4) Vietnam agriculture faces stiff competition from imports
In 2015, the massive imports of chicken legs from the US sparked hot debate. Local newspapers then quoted economists who warned that Vietnam’s animal husbandry would ‘die’ after TPP takes effect. Vietnamese farmers complained that their chicken could not compete with the US imports which were sold at the surprisingly low price of VND20,000 per kilo. They called for a dumping investigation into American chicken imports.
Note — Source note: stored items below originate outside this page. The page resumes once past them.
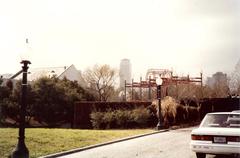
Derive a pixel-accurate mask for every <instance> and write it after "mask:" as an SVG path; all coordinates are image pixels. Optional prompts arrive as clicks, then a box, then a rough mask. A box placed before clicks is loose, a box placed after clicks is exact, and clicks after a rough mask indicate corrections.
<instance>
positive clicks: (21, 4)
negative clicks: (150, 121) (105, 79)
mask: <svg viewBox="0 0 240 158" xmlns="http://www.w3.org/2000/svg"><path fill="white" fill-rule="evenodd" d="M0 4H1V5H0V22H1V26H0V33H1V37H0V42H1V45H0V52H1V59H2V60H1V63H0V74H4V73H15V72H17V71H19V69H21V65H20V64H19V62H20V58H21V57H20V56H21V55H20V54H21V53H22V51H23V50H24V46H25V39H26V38H29V44H30V46H31V48H32V50H33V51H32V57H31V62H32V64H31V65H30V67H33V68H37V67H52V66H68V65H71V64H74V65H75V66H76V68H77V69H79V70H81V71H84V70H85V69H86V68H87V67H91V66H93V65H94V64H108V65H110V66H111V67H113V68H119V63H120V60H121V59H123V58H127V59H130V60H131V63H132V72H133V74H132V76H133V77H134V78H136V79H138V78H139V77H140V76H144V75H145V73H146V72H147V69H150V68H159V69H171V70H174V71H175V73H177V74H178V75H187V74H190V75H191V76H196V75H199V73H200V72H203V75H204V76H205V77H206V76H211V75H212V74H214V73H215V72H218V71H222V72H224V73H227V74H230V73H231V72H232V71H233V70H234V66H235V64H236V63H237V61H238V60H239V59H240V53H239V50H240V45H239V41H240V38H239V37H240V32H239V26H240V22H239V19H240V18H239V17H240V2H239V1H237V0H232V1H231V2H230V1H225V0H218V1H216V0H213V1H211V2H209V1H207V0H202V1H197V0H183V1H181V2H179V1H178V0H169V1H158V0H153V1H147V0H142V1H137V0H133V1H127V0H126V1H125V0H123V1H121V2H120V1H110V0H103V1H101V2H98V1H96V0H91V1H88V2H86V1H75V0H70V1H67V0H62V1H56V0H52V1H47V0H42V1H34V2H33V1H29V0H23V1H16V0H11V1H6V2H3V1H2V2H0Z"/></svg>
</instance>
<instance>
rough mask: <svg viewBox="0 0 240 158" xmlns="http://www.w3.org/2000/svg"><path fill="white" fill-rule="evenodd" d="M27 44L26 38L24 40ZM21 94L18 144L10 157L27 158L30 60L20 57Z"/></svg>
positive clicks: (27, 151)
mask: <svg viewBox="0 0 240 158" xmlns="http://www.w3.org/2000/svg"><path fill="white" fill-rule="evenodd" d="M26 43H27V44H28V40H26ZM21 64H23V66H22V73H23V76H22V96H21V107H20V122H19V132H18V144H17V146H16V148H15V149H14V151H13V152H12V156H11V157H12V158H29V151H28V149H27V147H26V145H25V116H26V103H27V70H28V64H31V62H30V61H29V60H27V59H22V61H21Z"/></svg>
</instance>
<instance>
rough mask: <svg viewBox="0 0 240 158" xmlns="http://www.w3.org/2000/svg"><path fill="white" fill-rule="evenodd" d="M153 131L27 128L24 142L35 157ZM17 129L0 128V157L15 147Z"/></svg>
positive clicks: (10, 152)
mask: <svg viewBox="0 0 240 158" xmlns="http://www.w3.org/2000/svg"><path fill="white" fill-rule="evenodd" d="M149 132H153V130H150V129H141V130H137V129H136V130H77V129H46V128H27V129H26V132H25V137H26V138H25V143H26V146H27V148H28V149H29V153H30V157H31V158H35V157H39V156H44V155H48V154H52V153H56V152H61V151H66V150H70V149H74V148H80V147H85V146H89V145H93V144H98V143H103V142H107V141H111V140H115V139H119V138H123V137H128V136H133V135H138V134H143V133H149ZM17 137H18V129H16V128H0V158H5V157H8V156H9V155H10V154H11V152H12V150H13V149H14V148H15V147H16V144H17Z"/></svg>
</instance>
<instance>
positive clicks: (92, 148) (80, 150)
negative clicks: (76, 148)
mask: <svg viewBox="0 0 240 158" xmlns="http://www.w3.org/2000/svg"><path fill="white" fill-rule="evenodd" d="M167 131H169V129H163V130H159V131H156V132H152V133H146V134H141V135H136V136H131V137H126V138H122V139H117V140H114V141H109V142H105V143H100V144H96V145H90V146H87V147H83V148H77V149H72V150H68V151H63V152H59V153H55V154H50V155H46V156H42V157H40V158H55V157H59V156H65V155H68V154H73V153H76V152H80V151H84V150H89V149H93V148H97V147H101V146H105V145H110V144H114V143H119V142H122V141H126V140H131V139H135V138H140V137H144V136H149V135H153V134H158V133H162V132H167Z"/></svg>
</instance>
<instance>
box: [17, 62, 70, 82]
mask: <svg viewBox="0 0 240 158" xmlns="http://www.w3.org/2000/svg"><path fill="white" fill-rule="evenodd" d="M71 66H72V65H71ZM71 66H69V67H71ZM69 67H67V66H62V67H45V68H29V70H28V80H29V81H33V80H36V79H38V78H41V77H52V76H56V77H59V76H60V75H61V74H62V73H64V72H65V71H66V70H67V69H68V68H69ZM21 78H22V76H21V75H19V76H17V77H16V79H21Z"/></svg>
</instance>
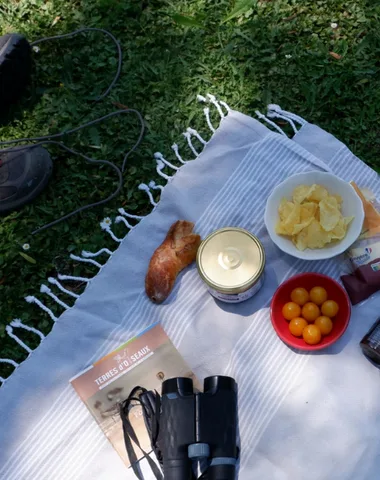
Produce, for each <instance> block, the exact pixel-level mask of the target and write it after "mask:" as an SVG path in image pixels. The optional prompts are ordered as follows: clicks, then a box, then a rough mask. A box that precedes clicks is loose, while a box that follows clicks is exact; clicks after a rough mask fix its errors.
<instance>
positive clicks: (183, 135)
mask: <svg viewBox="0 0 380 480" xmlns="http://www.w3.org/2000/svg"><path fill="white" fill-rule="evenodd" d="M183 136H184V137H185V138H186V140H187V143H188V145H189V147H190V149H191V151H192V152H193V153H194V155H195V157H198V156H199V153H198V152H197V151H196V150H195V148H194V145H193V143H192V141H191V135H190V133H189V132H184V133H183Z"/></svg>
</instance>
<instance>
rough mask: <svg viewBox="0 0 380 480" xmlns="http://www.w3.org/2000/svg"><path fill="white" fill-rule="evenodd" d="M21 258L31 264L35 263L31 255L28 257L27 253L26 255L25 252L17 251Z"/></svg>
mask: <svg viewBox="0 0 380 480" xmlns="http://www.w3.org/2000/svg"><path fill="white" fill-rule="evenodd" d="M18 253H19V254H20V255H21V256H22V258H25V260H26V261H27V262H29V263H33V265H35V264H36V263H37V262H36V261H35V260H34V258H33V257H30V256H29V255H27V254H26V253H23V252H18Z"/></svg>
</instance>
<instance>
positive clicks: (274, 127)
mask: <svg viewBox="0 0 380 480" xmlns="http://www.w3.org/2000/svg"><path fill="white" fill-rule="evenodd" d="M255 114H256V115H257V116H258V118H259V119H260V120H264V122H266V123H267V124H268V125H270V126H271V127H273V128H274V129H275V130H277V131H278V133H280V134H281V135H285V137H287V135H286V133H285V132H284V131H283V130H282V128H280V127H279V126H278V125H276V124H275V123H274V122H272V120H269V118H267V117H266V116H265V115H263V114H262V113H261V112H260V111H259V110H255Z"/></svg>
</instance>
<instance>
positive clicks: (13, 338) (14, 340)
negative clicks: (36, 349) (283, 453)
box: [5, 325, 32, 353]
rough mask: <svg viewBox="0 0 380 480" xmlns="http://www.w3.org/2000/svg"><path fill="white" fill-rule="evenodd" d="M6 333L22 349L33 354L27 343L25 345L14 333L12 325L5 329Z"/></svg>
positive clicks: (29, 347) (8, 325) (5, 327)
mask: <svg viewBox="0 0 380 480" xmlns="http://www.w3.org/2000/svg"><path fill="white" fill-rule="evenodd" d="M5 331H6V332H7V334H8V336H9V337H10V338H12V339H13V340H14V341H15V342H17V343H18V344H19V345H20V347H21V348H23V349H24V350H26V351H27V352H28V353H32V349H31V348H30V347H28V345H27V344H26V343H24V342H23V341H22V340H21V339H20V338H18V336H17V335H15V334H14V333H13V328H12V327H11V326H10V325H7V326H6V327H5Z"/></svg>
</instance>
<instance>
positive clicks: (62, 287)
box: [48, 277, 79, 298]
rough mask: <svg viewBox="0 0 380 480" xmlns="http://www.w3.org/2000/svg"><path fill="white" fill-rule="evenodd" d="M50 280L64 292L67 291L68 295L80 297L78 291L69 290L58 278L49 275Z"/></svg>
mask: <svg viewBox="0 0 380 480" xmlns="http://www.w3.org/2000/svg"><path fill="white" fill-rule="evenodd" d="M48 282H49V283H51V284H52V285H55V286H56V287H58V288H59V290H61V292H62V293H66V295H70V296H71V297H73V298H79V295H78V294H77V293H74V292H72V291H71V290H67V289H66V288H65V287H64V286H63V285H61V284H60V283H59V282H58V280H57V279H56V278H53V277H49V278H48Z"/></svg>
The increasingly high proportion of imported frozen meat in Vietnam shows a new tendency that Vietnamese consumers would rather eat quarantined frozen meat than fresh products with unclear origin. In the first six months of 2015, Vietnamese consumed 70,000 tons of import chicken. Meanwhile, in 2014, Vietnamese imported 100,000 tons. Truong Dinh Tuyen, former Minister of Trade, now the Ministry of Industry and Trade, said that under the next-generation free trade agreements (FTAs) such as TPP and EVFTA (the EU-Vietnam FTA), the openness of Vietnam’s agriculture will enlarge with tariffs on farm produce falling to zero right after the agreements take effect. He warned that if Vietnamese enterprises cannot take full advantage of the FTAs, they will face big challenges. “Foreign products are cleaner and they will get cheaper thanks to tariff cuts. Vietnamese consumers tend to buy clean products. All these will be great challenges for Vietnamese enterprises,” Tuyen said.